Federal Taxing and Spending Benefit Some States

October 30, 2003

Some states feast at the expense of others, according to economist Scott Moody (Tax Foundation). Taxpayers know that the federal government uses tax and spending policy to redistribute money between income groups, but geographically based income redistribution is less known.

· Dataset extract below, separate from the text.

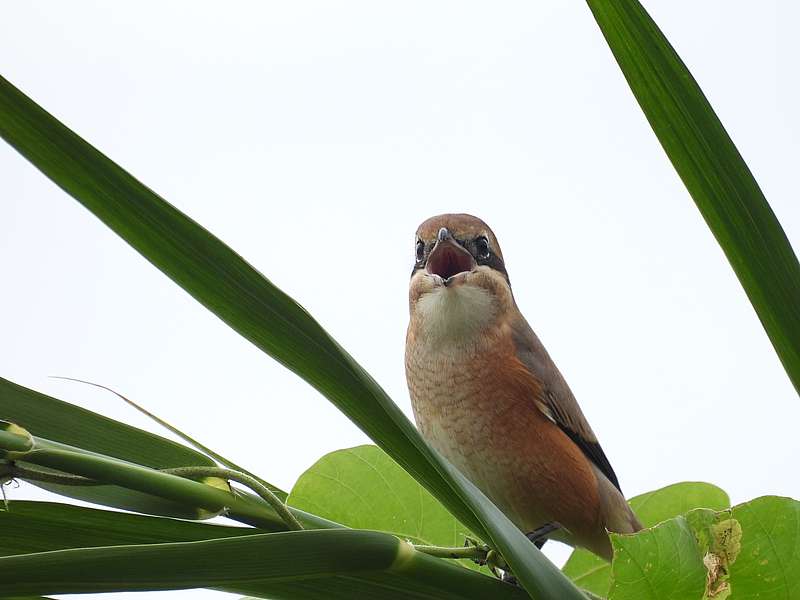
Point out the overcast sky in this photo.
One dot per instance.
(313, 137)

Moody compares the federal tax burden in each state with the Census Bureau's most recent data (2002) on federal spending in each state. The result is a ranking of which states got the best deal in 2002 from the federal government's tax and spending policies:

  • New Mexico benefited the most; the state received $2.37 in federal outlays for every $1.00 the state's taxpayers sent to the federal government.
  • Though not a state, the District of Columbia is the biggest beneficiary of federal spending; in 2002 it received $6.44 in federal outlays for every dollar its taxpayers sent the U.S. Treasury.
  • New Jersey had the lowest federal spending-to-tax ratio ($0.62) followed by Connecticut ($0.65), New Hampshire ($0.66), Nevada ($0.74), Massachusetts ($0.75) and California ($0.76).
  • Alaska raised its ratio the most over the past ten years as its federal spending increased from $1.26 to $1.91 for each dollar in taxes.
  • Colorado is the state where the ratio dropped most; its federal spending-to-tax ratio fell $0.28 from $1.06 in FY 1992 to $0.78 in FY 2002.

According to Moody, federal spending on defense and other procurement dollars are often funneled to the state of powerful congressmen. Also, state governments can grab more federal grant money by skillfully manipulating their spending to comply with federal regulations.